The board comes with many other connectors, and that’s one regard in which the new Jetson AGX doesn’t lack at all in flexibility. Power is supplied by an external generic 19V power supply – the stock one supplied by NVIDIA is a 65W LiteOn unit that seems no different than most laptop charger bricks.
Underneath the quite heavy and solid aluminium heatsink we find what actually powers the Jetson AGX board: the AGX Xavier module. This is a system module that sits on top of the Jetson motherboard – the module has no I/O ports by itself and merely serves as the brains of the system, integrating the core components surrounding the Xavier chip, such as the 16GB of LPDDR4x memory, a small 32GB eMMC storage chip as well as all the power delivery circuits for powering the different power rails of the DRAM as well as IP blocks of the Xavier SoC.
The Xavier chip, as said, is the brains of the platform and represents NVIDIA’s biggest and most complex SoC to date. With 9 billion transistors on a die size of 350mm², it’s among one of the heavyweights of the Arm ecosystem, although between its initial announcements and today Apple has one-upped NVIDIA in terms of transistor count as the new A12X is a 10B chip – in a much smaller manufacturing node.
Coming from the traditional PC industry, NVIDIA doesn’t shy away from showing die shots of their products, which is something that is quite rare these days among the Arm SoC vendors. The Xavier SoC is mainly dominated by two big IP blocks which consist of the majority of the space allocated on the die: The 8-core “Carmel” CPU complex as well as a four-cluster Volta GPU.
At the high level, the CPU complex contains 8 Carmel CPU cores configured in four clusters, each with a pair of Carmel CPU cores. Each cluster has an independent clock plane and shares a 2MB cache among two CPU cores. At the higher CPU complex level we find a 4MB L3 cache serving all clusters. We don’t know too much about the microarchitecture of the new Carmel cores - seemingly this looks to be a successor to NVIDIA’s Denver µarch, a design that was characterised by its dynamic code optimisation capability. The only thing that NVIDIA does advertise is that this is a 10-wide superscalar machine (10 execution ports in this case, not 10-wide decode) and has support for the ARMv8.2+RAS instruction set. We’ll come back to the CPU core later in the article.
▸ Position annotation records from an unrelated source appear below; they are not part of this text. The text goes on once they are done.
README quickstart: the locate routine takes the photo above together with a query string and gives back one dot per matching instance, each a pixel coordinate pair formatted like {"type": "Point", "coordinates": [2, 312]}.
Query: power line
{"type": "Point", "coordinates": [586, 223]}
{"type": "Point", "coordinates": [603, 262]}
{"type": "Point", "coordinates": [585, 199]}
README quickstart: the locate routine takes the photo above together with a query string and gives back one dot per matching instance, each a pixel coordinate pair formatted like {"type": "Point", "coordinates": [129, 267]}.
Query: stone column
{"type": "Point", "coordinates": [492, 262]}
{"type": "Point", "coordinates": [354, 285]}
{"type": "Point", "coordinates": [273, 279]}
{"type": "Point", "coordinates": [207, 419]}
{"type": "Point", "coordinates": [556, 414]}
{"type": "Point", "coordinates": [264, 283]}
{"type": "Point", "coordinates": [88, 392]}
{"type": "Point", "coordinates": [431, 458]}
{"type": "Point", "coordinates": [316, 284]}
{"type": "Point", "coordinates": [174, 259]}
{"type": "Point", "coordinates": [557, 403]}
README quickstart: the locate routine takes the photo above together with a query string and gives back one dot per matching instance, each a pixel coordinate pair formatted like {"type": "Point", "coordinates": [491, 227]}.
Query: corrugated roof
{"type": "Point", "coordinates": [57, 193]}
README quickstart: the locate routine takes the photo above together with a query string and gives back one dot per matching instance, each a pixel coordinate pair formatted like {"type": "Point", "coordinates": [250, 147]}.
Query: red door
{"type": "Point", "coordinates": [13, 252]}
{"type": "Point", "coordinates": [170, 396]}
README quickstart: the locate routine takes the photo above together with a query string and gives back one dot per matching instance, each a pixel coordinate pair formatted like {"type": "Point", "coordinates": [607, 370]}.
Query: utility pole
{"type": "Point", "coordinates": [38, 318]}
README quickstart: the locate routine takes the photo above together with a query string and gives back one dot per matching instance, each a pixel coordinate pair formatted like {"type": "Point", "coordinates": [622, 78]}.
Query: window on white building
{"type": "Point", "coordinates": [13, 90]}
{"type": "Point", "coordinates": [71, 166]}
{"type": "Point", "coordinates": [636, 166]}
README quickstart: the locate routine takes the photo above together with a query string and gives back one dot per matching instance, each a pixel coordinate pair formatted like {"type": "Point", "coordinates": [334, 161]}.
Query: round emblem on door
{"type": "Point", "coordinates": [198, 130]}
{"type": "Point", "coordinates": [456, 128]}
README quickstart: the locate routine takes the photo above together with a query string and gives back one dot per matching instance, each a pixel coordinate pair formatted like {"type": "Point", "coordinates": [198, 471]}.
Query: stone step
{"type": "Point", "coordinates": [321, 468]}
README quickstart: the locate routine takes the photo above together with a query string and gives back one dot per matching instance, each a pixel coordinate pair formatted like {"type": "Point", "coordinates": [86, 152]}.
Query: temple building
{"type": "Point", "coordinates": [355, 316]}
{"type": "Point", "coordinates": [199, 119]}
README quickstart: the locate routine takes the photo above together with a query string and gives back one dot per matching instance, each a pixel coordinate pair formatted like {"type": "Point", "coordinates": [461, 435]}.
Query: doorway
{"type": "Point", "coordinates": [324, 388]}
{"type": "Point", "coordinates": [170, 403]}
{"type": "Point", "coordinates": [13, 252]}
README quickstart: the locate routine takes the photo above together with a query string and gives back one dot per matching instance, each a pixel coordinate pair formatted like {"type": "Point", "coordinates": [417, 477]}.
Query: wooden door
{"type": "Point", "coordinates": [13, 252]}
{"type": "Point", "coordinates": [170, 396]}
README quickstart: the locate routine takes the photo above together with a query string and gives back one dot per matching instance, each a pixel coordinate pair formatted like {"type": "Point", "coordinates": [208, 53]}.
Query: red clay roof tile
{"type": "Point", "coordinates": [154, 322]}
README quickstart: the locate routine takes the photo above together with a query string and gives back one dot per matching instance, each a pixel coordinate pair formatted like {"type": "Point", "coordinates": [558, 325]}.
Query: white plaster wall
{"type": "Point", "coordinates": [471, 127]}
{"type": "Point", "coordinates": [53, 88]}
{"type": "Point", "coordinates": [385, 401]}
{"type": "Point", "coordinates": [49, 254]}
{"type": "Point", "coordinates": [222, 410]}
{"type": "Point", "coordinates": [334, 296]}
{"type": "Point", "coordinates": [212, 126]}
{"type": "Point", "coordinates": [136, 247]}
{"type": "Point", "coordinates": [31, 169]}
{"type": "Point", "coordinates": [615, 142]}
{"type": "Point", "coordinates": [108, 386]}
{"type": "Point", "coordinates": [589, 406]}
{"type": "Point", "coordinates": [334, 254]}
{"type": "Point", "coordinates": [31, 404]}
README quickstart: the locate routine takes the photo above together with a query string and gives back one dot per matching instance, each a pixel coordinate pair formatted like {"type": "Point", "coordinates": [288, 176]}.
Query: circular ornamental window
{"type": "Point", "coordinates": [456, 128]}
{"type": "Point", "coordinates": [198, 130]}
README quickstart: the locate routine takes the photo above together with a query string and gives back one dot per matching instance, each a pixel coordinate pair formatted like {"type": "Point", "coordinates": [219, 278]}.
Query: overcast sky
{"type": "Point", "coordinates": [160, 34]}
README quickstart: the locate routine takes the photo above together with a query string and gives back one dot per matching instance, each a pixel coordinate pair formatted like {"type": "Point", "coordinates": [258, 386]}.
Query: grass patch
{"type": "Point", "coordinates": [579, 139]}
The GPU in Xavier has its roots in the Volta architecture. Here we find the GPU configured into four TPC (Texture processing clusters), each with two SMs (Stream multiprocessors), for a total of 8 SMs or 512 ALU lanes/CUDA cores. A most interesting aspect of the GPU is that because it is based on Volta, it also inherits the Tensor processing units from its bigger brethren. This augments the total processing power of the GPU by up to 22.6 8-bit TOPs or 11.3 FP16 TOPS on the part of the Tensor cores, on top of the respectively 2.8 and 1.4 TFLOPs for FP16 and FP32 CUDA operations provided by the SMs.
Alongside the CPU and GPU there’s many other important blocks, many of which NVIDIA had covered already at its HotChips 2018 presentation last summer. The one block that really does augment the Xavier SoC is the new DLA IP block: this is very much a new type of block that follows the trend we’ve seen in the mobile SoC space – a dedicated machine inferencing acceleration unit not unlike that which we’ve seen from the likes of HiSilicon or Apple. NVIDIA’s DLA promises performances of up to 11.4 int8 TOPS and is also capable of FP16 operation at half speed at 5.7 TOPS. On the SoC, the unit is implemented as a dual-core instance.
Alongside the DLA, the programmable vision accelerator is again a key component of the Xavier system that allows it focus on vision and in particular robotics, embedded AI and automotive use-cases. The PVA is a more traditional vision IP block that handles more rudimentary tasks such as object detections in a much more efficient way than it would be able to be handled by the GPU or machine inferencing algorithms. Here the PVA will be the first IP block after the ISP in the vision pipeline that will serve to segment parts of an image into objects that will be then forwarded to other algorithms that then would happen on the GPU or DLA.
Machine Inference Performance
The core aspects of the Xavier platform are its machine inferencing performance characteristics. The Volta GPU alongside the DLA core represent significant processing power in a compact and low-power platform.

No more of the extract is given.